Cuando salieron a la calle se puso a llover con intensidad y Bernal dijo a Eugenia en son de broma:

– Apostaría a que hay misa Rorate, coeli esta mañana.

– Exacto, Luis. Me admira lo mucho que has aprendido. Y los ornamentos serán morados -añadió con firmeza.

Llegó el coche oficial con los dos guardias de relevo y todos se apretaron en el interior para recorrer la escasa distancia que les separaba de la iglesia parroquial, ante la que bajaron Eugenia y uno de los guardaespaldas. Mientras subían por la Castellana, totalmente desierta, Bernal encendió con nerviosidad el tercer Káiser del día, que le puso la lengua como un estropajo viejo. Ordenó al chófer que parase ante la primera cafetería que viese abierta y encontraron una más arriba de Nuevos Ministerios, donde se desayunaron todos tomando café con churros.

Ante la puerta del moderno bloque de viviendas en que vivía su hijo Santiago vieron un coche K sin ningún distintivo y, ya en el portal, a dos policías de paisano, que saludaron a sus colegas con cansancio.

Bernal y su guardaespaldas subieron en el rápido ascensor y encontraron a otro guardia ante la puerta del piso.

– Aún no ha salido nadie, comisario.

Le abrió la puerta la nuera, que llevaba en brazos a su hijo de cinco años. Al ver a su abuelo, el niño se puso a palmotear de alegría y exclamó:

– ¡Yayo, yayo! ¿Qué le has traído a Quique?

Bernal le dio un beso, y dijo, tomándole el pelo a la madre:

– ¡Estás educando al niño para que hable como un peón de Albacete! ¿Qué es eso de «yayo»? ¡Venga, hombre!

El pequeño Enrique pasó de los brazos de su madre a los de su abuelo, quien buscó en el bolsillo el soldadito de juguete que le había traído, consciente de que el nieto le consideraba un inagotable proveedor de juguetes y caramelos.

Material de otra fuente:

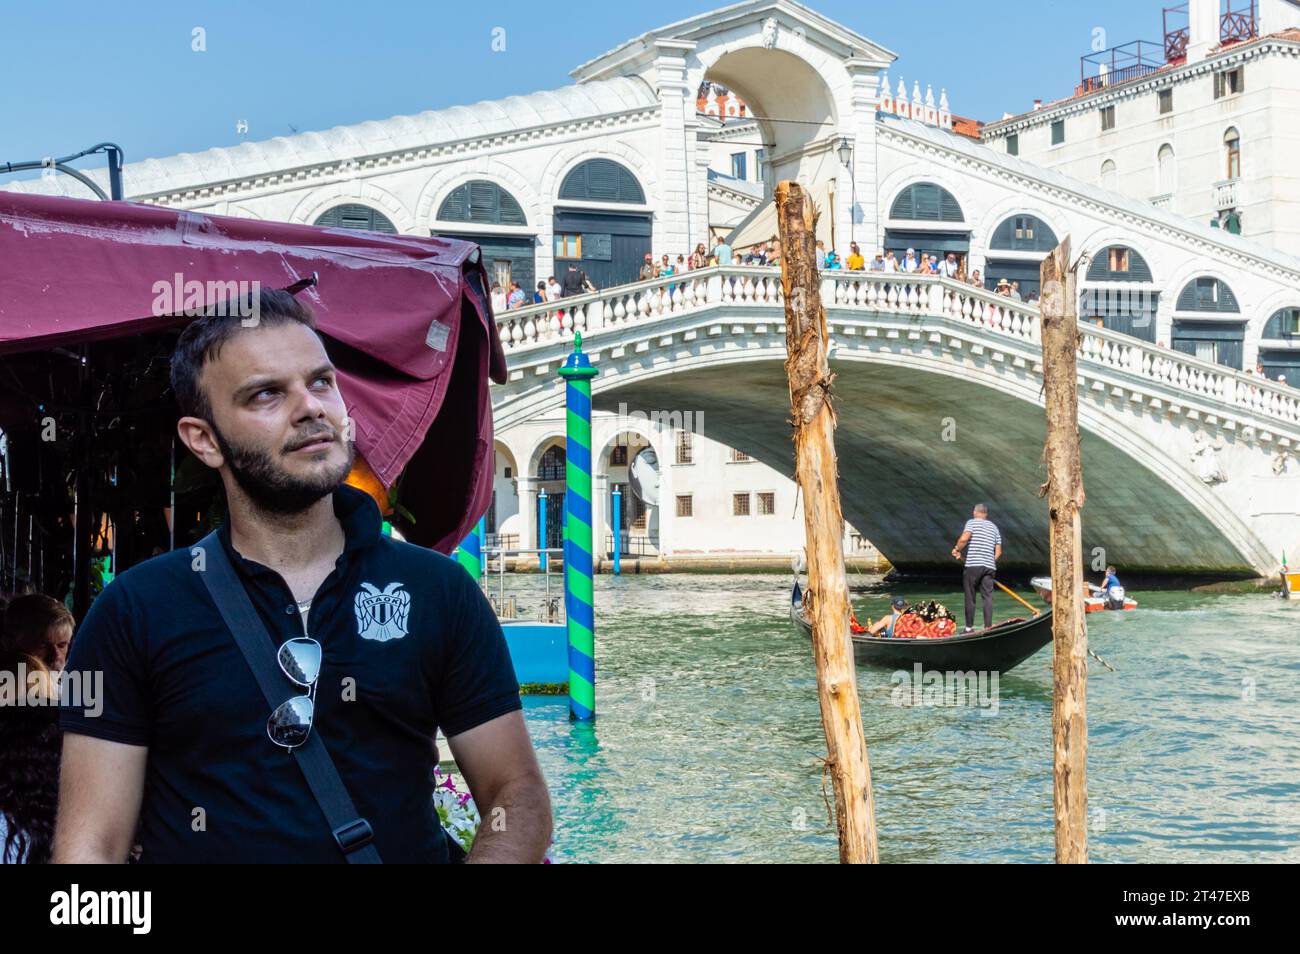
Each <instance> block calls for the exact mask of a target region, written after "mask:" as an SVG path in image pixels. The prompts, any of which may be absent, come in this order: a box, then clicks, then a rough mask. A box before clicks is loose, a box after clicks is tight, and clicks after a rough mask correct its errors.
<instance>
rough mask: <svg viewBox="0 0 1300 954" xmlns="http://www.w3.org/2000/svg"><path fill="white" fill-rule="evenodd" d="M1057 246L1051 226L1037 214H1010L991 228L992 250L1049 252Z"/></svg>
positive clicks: (1054, 235)
mask: <svg viewBox="0 0 1300 954" xmlns="http://www.w3.org/2000/svg"><path fill="white" fill-rule="evenodd" d="M1056 247H1057V237H1056V233H1054V231H1052V226H1049V225H1048V224H1047V222H1044V221H1043V220H1041V218H1039V217H1037V216H1011V217H1010V218H1006V220H1005V221H1004V222H1002V224H1001V225H998V226H997V229H995V230H993V239H992V240H991V242H989V248H992V250H1005V251H1010V252H1050V251H1052V250H1053V248H1056Z"/></svg>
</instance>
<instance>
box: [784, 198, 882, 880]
mask: <svg viewBox="0 0 1300 954" xmlns="http://www.w3.org/2000/svg"><path fill="white" fill-rule="evenodd" d="M776 218H777V226H779V229H780V238H781V250H783V252H784V253H783V255H781V287H783V291H784V295H785V351H787V359H785V373H787V377H788V378H789V386H790V422H792V424H793V425H794V473H796V480H797V481H798V485H800V490H801V493H802V495H803V526H805V530H806V533H807V559H809V585H807V611H809V619H810V621H811V623H813V655H814V658H815V660H816V685H818V698H819V699H820V703H822V725H823V727H824V729H826V745H827V768H828V771H829V772H831V781H832V785H833V789H835V815H836V823H837V827H839V834H840V860H841V862H845V863H862V862H867V863H875V862H876V860H879V859H878V851H876V819H875V805H874V803H872V798H871V766H870V763H868V760H867V742H866V737H865V733H863V729H862V711H861V707H859V704H858V673H857V668H855V665H854V660H853V646H852V643H850V642H849V585H848V580H846V577H845V572H844V515H842V512H841V509H840V485H839V468H837V464H836V456H835V411H833V409H832V407H831V380H832V376H831V368H829V364H828V363H827V346H828V342H827V330H826V312H824V311H823V308H822V291H820V285H822V278H820V276H819V274H818V269H816V255H815V231H814V224H815V220H814V213H813V200H811V199H810V198H809V195H807V192H805V191H803V188H802V187H801V186H800V185H798V183H796V182H781V183H779V185H777V186H776Z"/></svg>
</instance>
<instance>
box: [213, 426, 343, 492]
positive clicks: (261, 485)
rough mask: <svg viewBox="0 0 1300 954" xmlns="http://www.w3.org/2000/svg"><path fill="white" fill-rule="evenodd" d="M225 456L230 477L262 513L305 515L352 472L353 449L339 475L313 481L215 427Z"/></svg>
mask: <svg viewBox="0 0 1300 954" xmlns="http://www.w3.org/2000/svg"><path fill="white" fill-rule="evenodd" d="M325 433H328V432H321V430H316V432H311V433H307V434H302V435H300V437H295V442H298V441H304V439H309V438H312V437H320V435H321V434H325ZM212 435H213V437H214V438H216V441H217V447H218V448H220V450H221V455H222V456H224V458H225V459H226V467H229V468H230V476H231V477H234V478H235V483H238V485H239V489H240V490H243V491H244V494H246V495H247V496H248V499H250V500H251V502H252V503H253V506H256V507H257V508H259V509H263V511H266V512H269V513H302V512H303V511H304V509H307V508H308V507H311V506H312V504H315V503H316V502H317V500H320V499H321V498H322V496H328V495H329V494H331V493H333V491H334V489H335V487H338V485H339V483H342V482H343V480H344V478H346V477H347V474H348V473H350V472H351V469H352V454H354V452H352V445H351V442H346V443H344V447H346V448H347V460H346V461H344V463H343V464H342V465H341V467H339V468H338V471H328V472H324V473H318V474H316V476H312V477H295V476H292V474H290V473H287V472H286V471H285V469H283V468H281V467H277V465H276V461H274V459H273V458H272V456H270V454H269V452H268V451H266V450H265V448H261V447H253V446H251V445H240V443H231V442H230V441H227V439H226V437H225V434H222V433H221V430H220V429H218V428H217V425H216V424H213V425H212Z"/></svg>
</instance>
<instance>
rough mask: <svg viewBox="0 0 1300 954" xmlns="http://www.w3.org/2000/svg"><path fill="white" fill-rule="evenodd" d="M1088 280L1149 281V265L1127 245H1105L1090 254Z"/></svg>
mask: <svg viewBox="0 0 1300 954" xmlns="http://www.w3.org/2000/svg"><path fill="white" fill-rule="evenodd" d="M1084 281H1089V282H1149V281H1151V265H1148V264H1147V260H1145V259H1144V257H1141V255H1139V253H1138V252H1135V251H1134V250H1132V248H1128V247H1127V246H1106V247H1105V248H1102V250H1101V251H1100V252H1097V253H1096V255H1093V256H1092V264H1091V265H1088V274H1087V276H1086V277H1084Z"/></svg>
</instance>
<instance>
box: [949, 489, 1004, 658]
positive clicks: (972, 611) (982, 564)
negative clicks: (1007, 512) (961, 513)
mask: <svg viewBox="0 0 1300 954" xmlns="http://www.w3.org/2000/svg"><path fill="white" fill-rule="evenodd" d="M963 547H966V568H965V571H962V589H963V591H965V594H966V630H965V632H967V633H970V632H972V629H974V626H975V591H976V590H979V593H980V594H982V595H983V598H984V629H988V628H989V626H992V625H993V581H995V578H996V576H997V561H998V560H1000V559H1001V558H1002V534H1001V532H1000V530H998V529H997V524H995V522H993V521H992V520H989V519H988V507H987V506H985V504H983V503H976V504H975V511H974V513H972V516H971V519H970V520H967V521H966V528H965V529H963V530H962V535H961V537H958V538H957V546H954V547H953V556H954V558H956V559H958V560H959V559H962V548H963Z"/></svg>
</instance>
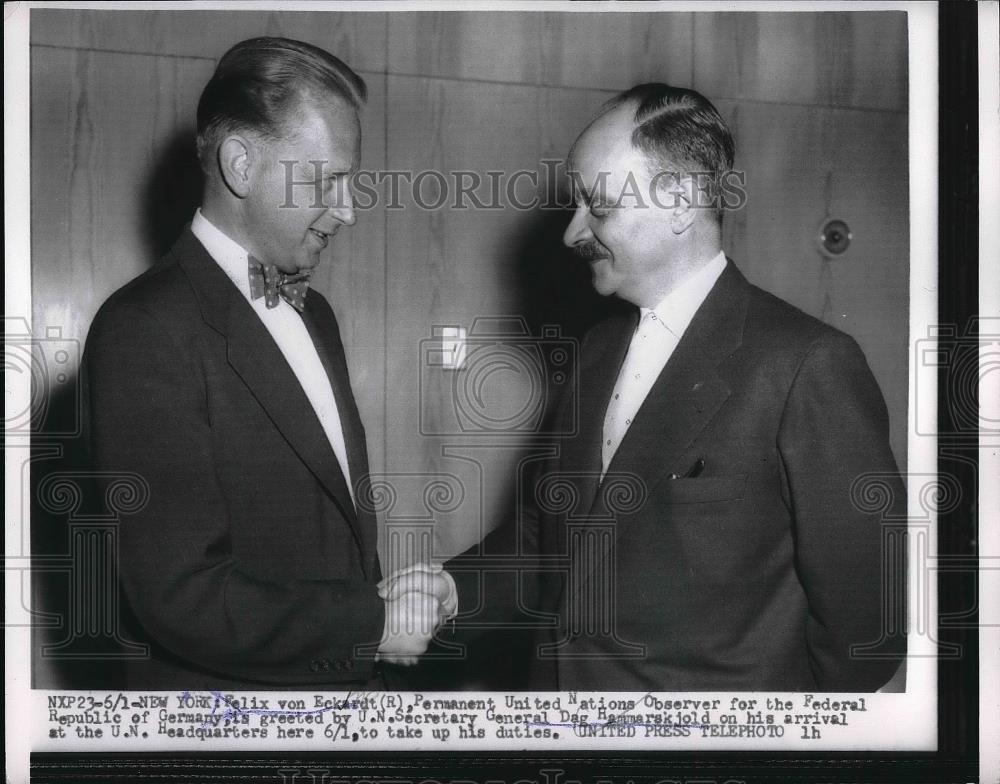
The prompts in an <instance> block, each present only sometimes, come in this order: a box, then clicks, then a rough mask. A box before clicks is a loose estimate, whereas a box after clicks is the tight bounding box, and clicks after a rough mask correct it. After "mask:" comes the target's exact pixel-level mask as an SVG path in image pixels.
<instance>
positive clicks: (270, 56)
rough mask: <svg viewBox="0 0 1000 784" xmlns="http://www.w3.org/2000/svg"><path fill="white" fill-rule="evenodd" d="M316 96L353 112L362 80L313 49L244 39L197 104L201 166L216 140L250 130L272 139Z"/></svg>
mask: <svg viewBox="0 0 1000 784" xmlns="http://www.w3.org/2000/svg"><path fill="white" fill-rule="evenodd" d="M317 93H320V94H322V93H329V94H332V95H336V96H338V97H339V98H342V99H343V100H344V101H346V102H347V103H348V104H349V105H351V106H352V107H354V108H355V109H358V108H360V106H361V104H362V103H364V102H365V100H366V99H367V97H368V88H367V87H366V86H365V82H364V80H363V79H362V78H361V77H360V76H358V75H357V74H356V73H354V71H352V70H351V69H350V68H349V67H348V66H347V65H346V64H345V63H344V62H342V61H341V60H339V59H337V58H336V57H334V56H333V55H332V54H330V53H329V52H326V51H324V50H323V49H320V48H319V47H318V46H313V45H312V44H307V43H303V42H302V41H293V40H291V39H288V38H268V37H263V38H250V39H248V40H246V41H241V42H240V43H238V44H236V45H235V46H234V47H233V48H232V49H230V50H229V51H228V52H226V53H225V54H224V55H223V56H222V59H221V60H219V63H218V65H217V66H216V67H215V73H214V74H212V78H211V79H210V80H209V82H208V84H207V85H205V89H204V90H203V91H202V94H201V99H200V100H199V101H198V158H199V159H200V160H201V165H202V167H203V168H208V167H210V166H211V165H212V157H213V156H214V155H215V150H216V148H217V147H218V145H219V143H221V141H222V139H223V138H224V137H225V136H226V135H227V134H230V133H233V132H236V131H254V132H256V133H258V134H260V135H261V136H263V137H264V138H267V139H277V138H280V137H281V136H282V135H283V134H285V133H287V125H286V123H287V121H288V120H289V119H291V117H292V116H293V114H294V112H295V110H296V109H298V108H299V107H300V106H301V104H302V102H303V101H305V100H309V99H313V100H315V99H317V98H318V97H319V95H317Z"/></svg>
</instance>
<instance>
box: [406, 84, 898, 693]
mask: <svg viewBox="0 0 1000 784" xmlns="http://www.w3.org/2000/svg"><path fill="white" fill-rule="evenodd" d="M733 151H734V148H733V141H732V137H731V135H730V133H729V130H728V128H727V127H726V124H725V122H724V121H723V120H722V118H721V117H720V116H719V114H718V112H717V111H716V109H715V108H714V107H713V106H712V105H711V103H709V102H708V101H707V100H706V99H705V98H704V97H703V96H701V95H699V94H698V93H696V92H694V91H691V90H684V89H677V88H673V87H669V86H667V85H662V84H649V85H641V86H638V87H636V88H633V89H632V90H629V91H627V92H625V93H623V94H622V95H620V96H618V97H617V98H615V99H613V100H612V101H611V102H609V103H608V104H607V105H606V106H605V107H604V110H603V111H602V112H601V114H600V115H599V116H598V117H597V118H596V119H595V120H594V121H593V122H592V123H591V124H590V125H589V126H588V127H587V128H586V129H585V130H584V132H583V133H582V135H581V136H580V137H579V138H578V139H577V141H576V143H575V144H574V146H573V149H572V151H571V154H570V160H569V166H568V168H569V169H570V171H571V172H572V173H573V174H574V182H575V190H576V210H575V213H574V215H573V218H572V221H571V222H570V224H569V226H568V227H567V229H566V232H565V235H564V241H565V243H566V244H567V245H568V246H570V247H571V248H572V249H573V250H574V251H575V253H576V255H577V256H578V257H579V258H580V259H582V260H584V261H585V262H586V263H588V264H589V265H590V268H591V272H592V276H593V285H594V287H595V289H596V290H597V291H598V292H599V293H601V294H603V295H609V296H610V295H613V296H616V297H619V298H621V299H623V300H625V301H627V302H629V303H631V304H632V305H634V306H635V310H634V311H632V312H631V314H630V315H629V316H622V317H618V318H614V319H611V320H609V321H605V322H602V323H600V324H598V325H597V326H595V327H594V328H593V329H592V330H591V331H590V332H589V333H588V334H587V336H586V337H585V339H584V341H583V343H582V345H581V348H580V375H579V388H578V390H577V393H578V403H579V410H578V412H577V411H576V409H575V408H574V406H573V405H572V404H571V403H572V401H571V400H570V399H567V401H566V404H565V405H563V406H562V407H561V408H560V409H559V410H558V411H557V414H556V416H557V420H558V421H557V423H556V425H555V428H554V432H559V433H569V432H572V433H573V435H572V436H571V437H568V438H565V439H563V440H562V442H561V443H560V444H559V448H558V455H557V456H556V457H554V458H552V459H550V460H548V461H546V462H544V463H542V464H541V465H540V466H539V468H538V470H537V471H535V472H534V473H533V474H526V476H530V479H529V480H528V481H526V483H525V484H526V488H527V489H526V492H525V493H523V494H522V495H523V496H525V497H527V498H528V499H530V501H531V503H530V504H529V505H528V507H527V508H526V509H525V510H524V511H523V519H522V520H521V525H520V526H519V527H518V529H517V530H516V531H515V533H516V535H517V537H518V538H519V540H520V541H519V545H520V546H519V548H518V550H516V551H518V552H522V553H527V554H533V555H534V557H535V561H534V568H535V569H536V570H537V571H540V572H542V573H543V578H542V581H541V584H540V585H539V584H538V583H536V582H534V581H532V580H529V579H527V577H528V576H529V574H528V573H527V569H525V572H526V573H525V574H524V575H522V578H524V579H523V585H522V588H523V589H525V590H524V592H523V596H524V597H525V598H524V600H523V602H522V608H523V609H529V610H536V611H538V610H541V611H543V612H547V613H548V614H549V617H550V618H553V619H556V622H557V624H558V628H556V629H555V631H554V634H548V635H545V636H546V637H547V638H548V639H547V640H546V643H545V644H542V645H540V646H538V647H537V648H536V650H535V656H536V657H537V663H538V664H539V665H544V664H545V663H546V662H549V663H554V664H555V665H556V666H555V673H556V674H555V680H554V681H552V680H549V681H548V682H547V685H548V686H549V687H553V686H555V687H558V688H559V689H581V690H583V689H591V690H593V689H601V690H603V689H611V690H643V691H645V690H668V691H680V690H685V691H686V690H787V691H817V690H837V691H839V690H843V691H871V690H875V689H877V688H879V687H881V686H882V685H883V684H884V683H885V682H886V681H888V680H889V678H890V677H891V676H892V674H893V672H894V671H895V670H896V668H897V667H898V665H899V663H900V660H901V656H902V654H903V650H904V645H905V642H904V640H903V639H902V638H901V637H900V636H898V635H897V636H891V635H888V636H887V635H886V634H884V633H883V627H884V618H885V614H884V612H883V604H884V600H885V595H886V592H887V591H888V590H889V588H890V587H892V588H895V587H898V585H899V584H900V579H901V575H900V574H898V573H892V572H889V573H886V572H885V571H884V569H885V567H886V564H885V563H884V562H883V546H882V526H881V524H880V523H881V516H880V515H879V514H877V513H876V512H875V511H874V510H872V509H870V508H866V507H865V504H864V503H861V502H859V499H858V497H857V496H858V488H859V487H861V486H862V485H860V484H856V483H857V482H862V483H863V482H864V481H865V477H877V480H876V481H878V482H880V483H881V485H882V488H883V489H884V490H885V491H886V495H887V497H889V498H891V509H889V510H888V511H890V513H891V514H894V515H896V516H897V517H898V516H899V515H900V514H905V499H904V493H903V488H902V484H901V482H900V479H899V477H898V474H897V469H896V466H895V462H894V459H893V456H892V454H891V452H890V448H889V440H888V435H889V433H888V430H889V425H888V416H887V412H886V408H885V404H884V402H883V399H882V396H881V394H880V392H879V389H878V386H877V385H876V382H875V380H874V378H873V377H872V374H871V372H870V370H869V368H868V366H867V364H866V362H865V358H864V356H863V355H862V353H861V351H860V349H859V348H858V346H857V344H856V343H855V342H854V340H852V339H851V338H850V337H848V336H847V335H845V334H843V333H841V332H839V331H837V330H835V329H833V328H831V327H829V326H827V325H825V324H823V323H822V322H820V321H818V320H816V319H814V318H811V317H810V316H808V315H806V314H804V313H802V312H800V311H798V310H797V309H795V308H794V307H792V306H791V305H789V304H787V303H785V302H783V301H781V300H779V299H777V298H776V297H774V296H772V295H770V294H768V293H767V292H764V291H762V290H760V289H758V288H757V287H755V286H752V285H751V284H750V283H748V282H747V280H746V279H745V278H744V277H743V275H741V274H740V272H739V270H738V269H737V268H736V266H735V265H734V264H733V262H732V261H730V260H728V259H727V258H726V257H725V255H724V254H723V252H722V249H721V239H722V233H721V209H720V205H721V201H720V199H723V198H727V197H726V194H725V193H724V185H725V180H724V179H723V178H724V177H725V176H726V175H727V173H728V172H730V171H731V170H732V166H733ZM706 175H707V176H706ZM733 197H734V194H733V193H732V192H730V193H729V194H728V198H729V199H730V200H731V199H732V198H733ZM501 538H502V537H501ZM502 550H503V548H502V547H500V548H499V550H498V548H497V547H496V546H494V547H493V548H492V552H494V553H496V552H498V551H502ZM511 551H514V550H511ZM459 563H460V564H461V565H459ZM470 563H471V564H472V566H471V567H470ZM474 563H475V559H471V560H469V559H463V561H462V562H456V566H455V569H456V571H455V577H456V579H457V580H458V582H459V595H460V596H461V597H462V602H463V606H464V607H466V608H469V609H470V610H471V609H472V608H475V607H477V606H478V605H479V603H480V599H479V598H478V596H477V595H478V594H479V593H480V592H481V591H482V592H483V596H484V601H485V606H484V607H483V609H482V612H481V613H480V616H479V617H478V618H477V620H479V621H487V620H495V619H497V618H500V617H501V615H502V613H498V612H497V611H496V608H491V607H490V604H491V602H494V601H496V603H497V604H498V605H503V604H504V602H503V601H502V600H498V599H497V598H496V596H495V594H493V593H491V589H490V588H489V587H488V586H489V584H490V581H491V579H492V578H491V577H490V576H488V575H479V574H476V573H475V567H474ZM522 563H526V564H531V563H532V562H531V561H530V560H525V561H522ZM459 570H460V571H459ZM507 585H508V588H509V583H508V584H507ZM532 587H535V588H536V589H537V590H535V591H532V590H531V589H532ZM390 595H391V594H390ZM866 646H868V648H867V652H868V653H872V652H877V654H878V656H877V657H872V656H864V655H862V654H863V653H865V648H866ZM876 649H877V650H876ZM539 671H541V669H540V670H539ZM542 684H543V685H545V684H546V682H545V681H544V680H542Z"/></svg>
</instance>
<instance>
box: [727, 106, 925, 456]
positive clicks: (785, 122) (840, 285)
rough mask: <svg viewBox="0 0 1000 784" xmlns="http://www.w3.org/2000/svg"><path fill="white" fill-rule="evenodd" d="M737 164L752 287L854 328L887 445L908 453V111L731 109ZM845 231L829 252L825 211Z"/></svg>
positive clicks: (811, 312)
mask: <svg viewBox="0 0 1000 784" xmlns="http://www.w3.org/2000/svg"><path fill="white" fill-rule="evenodd" d="M739 129H740V137H739V143H740V149H741V154H740V158H739V162H738V168H739V167H743V168H745V170H746V172H747V189H748V192H749V197H748V202H747V208H746V215H745V218H743V220H745V232H744V243H745V247H746V255H745V257H743V258H739V257H737V258H736V259H735V260H736V261H737V263H738V264H739V265H740V266H741V268H742V269H743V270H744V272H745V273H746V274H747V276H748V277H749V278H750V279H751V280H752V281H753V282H755V283H757V284H758V285H760V286H762V287H763V288H766V289H767V290H769V291H772V292H774V293H775V294H777V295H778V296H780V297H782V298H783V299H786V300H788V301H789V302H791V303H792V304H794V305H796V306H798V307H799V308H801V309H802V310H804V311H806V312H807V313H810V314H812V315H814V316H816V317H818V318H822V319H823V320H824V321H826V322H827V323H829V324H832V325H833V326H835V327H837V328H838V329H841V330H843V331H844V332H847V333H848V334H850V335H852V336H853V337H854V338H855V339H856V340H857V341H858V343H860V345H861V347H862V349H863V350H864V352H865V355H866V356H867V358H868V364H869V365H870V366H871V368H872V370H873V371H874V373H875V377H876V378H877V379H878V382H879V385H880V386H881V388H882V392H883V394H884V395H885V397H886V399H887V403H888V405H889V410H890V414H891V420H892V422H891V423H892V445H893V450H894V452H895V453H896V459H897V461H898V462H899V464H900V465H901V466H905V463H906V433H907V418H906V414H907V382H908V369H907V367H908V365H907V361H908V341H909V336H908V315H907V314H908V312H909V308H908V303H909V264H908V261H909V222H908V218H907V215H908V209H909V190H908V177H907V144H906V139H907V119H906V116H905V115H901V114H897V113H892V112H885V113H882V112H871V111H845V110H839V109H829V110H816V109H813V108H805V107H786V106H773V105H771V106H763V105H760V104H753V103H746V104H744V105H743V106H741V108H740V121H739ZM827 215H829V217H831V218H840V219H842V220H844V221H846V222H847V224H848V225H849V226H850V228H851V230H852V232H853V240H852V243H851V245H850V248H849V249H848V251H847V253H846V254H844V255H843V256H841V257H838V258H836V259H834V260H830V261H826V260H825V259H824V257H823V255H822V254H821V253H820V252H819V250H818V247H817V243H816V237H817V235H818V231H819V228H820V226H821V224H822V222H823V220H824V218H825V217H826V216H827Z"/></svg>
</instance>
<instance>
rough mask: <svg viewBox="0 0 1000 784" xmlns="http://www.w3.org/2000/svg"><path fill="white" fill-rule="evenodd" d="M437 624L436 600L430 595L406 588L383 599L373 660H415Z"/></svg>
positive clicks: (437, 611) (439, 620)
mask: <svg viewBox="0 0 1000 784" xmlns="http://www.w3.org/2000/svg"><path fill="white" fill-rule="evenodd" d="M440 624H441V610H440V603H439V602H438V600H437V599H436V598H435V597H434V596H432V595H429V594H426V593H421V592H420V591H408V592H406V593H402V594H400V595H399V596H397V597H395V598H393V599H386V603H385V628H384V630H383V632H382V642H381V643H380V644H379V647H378V652H377V653H376V654H375V661H387V662H389V663H390V664H401V665H405V666H409V665H413V664H416V663H417V660H418V659H419V657H420V655H421V654H423V653H424V651H426V650H427V646H428V644H429V643H430V641H431V637H432V636H433V635H434V632H435V631H437V628H438V626H440Z"/></svg>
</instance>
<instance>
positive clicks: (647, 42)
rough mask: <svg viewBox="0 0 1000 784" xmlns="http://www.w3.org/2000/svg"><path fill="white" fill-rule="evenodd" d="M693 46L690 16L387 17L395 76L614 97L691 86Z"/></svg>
mask: <svg viewBox="0 0 1000 784" xmlns="http://www.w3.org/2000/svg"><path fill="white" fill-rule="evenodd" d="M691 45H692V20H691V15H690V14H687V13H655V14H648V13H617V12H605V13H537V12H489V13H487V12H469V13H455V12H448V11H444V12H435V13H394V14H390V15H389V68H390V71H391V72H392V73H394V74H399V75H419V76H437V77H444V78H451V79H470V80H482V81H489V82H513V83H518V84H537V85H548V86H558V87H581V88H585V89H608V90H614V91H618V90H622V89H625V88H626V87H631V86H632V85H633V84H638V83H640V82H648V81H675V82H677V83H680V84H685V83H689V82H690V80H691V74H692V49H691Z"/></svg>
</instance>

– Lo estás malcriando, papá -dijo Mercedes en son de reproche-. Ahora querrá jugar antes de que le metamos en el baño.

– ¿Cómo estáis? ¿Va todo bien?

– Tirando, pero un poco nerviosos -dijo la nuera-. No me refiero a que Diego esté aquí; por él no hay problema. Nunca le he visto estudiar tanto. Pero el estar rodeados de policías a todas horas nos saca de quicio. A Santiago le intranquiliza mucho y apenas puede dormir.

– Pronto se acabará todo. El día de Reyes respiraremos tranquilos.

– Iba a preguntarte acerca de eso. Quiero ir a comprar algunos regalos al Corte Inglés, y también algunas cosas para la casa.

– Como quieras. Te acompañará un policía de paisano. Sólo tienes que decirle a dónde quieres ir.

Cuando llegó a Gobernación, Bernal no esperaba encontrar a nadie en el despacho a las ocho de una mañana dominical, pero, para su sorpresa, vio que Navarro y Varga el técnico le estaban esperando.

– Te hemos llamado a casa, jefe, pero no contestaba nadie. Empezábamos a preocuparnos.

– Mi mujer está en misa y yo fui a casa de mi hijo. ¿Qué hacéis aquí a esta hora?

– Varga ha descubierto algo importante y me dio un telefonazo.

– Se trata del misal del hermano Nicolás, jefe. Hemos estado día tras día comprobando cada página, en busca de más rastros de tinta simpática, pero sin encontrar nada. Y cuando ya iba a enviarlo todo a paseo, me acordé de las estampas que había puesto el fraile en ciertas páginas para señalar las siete etapas de la operación Magos.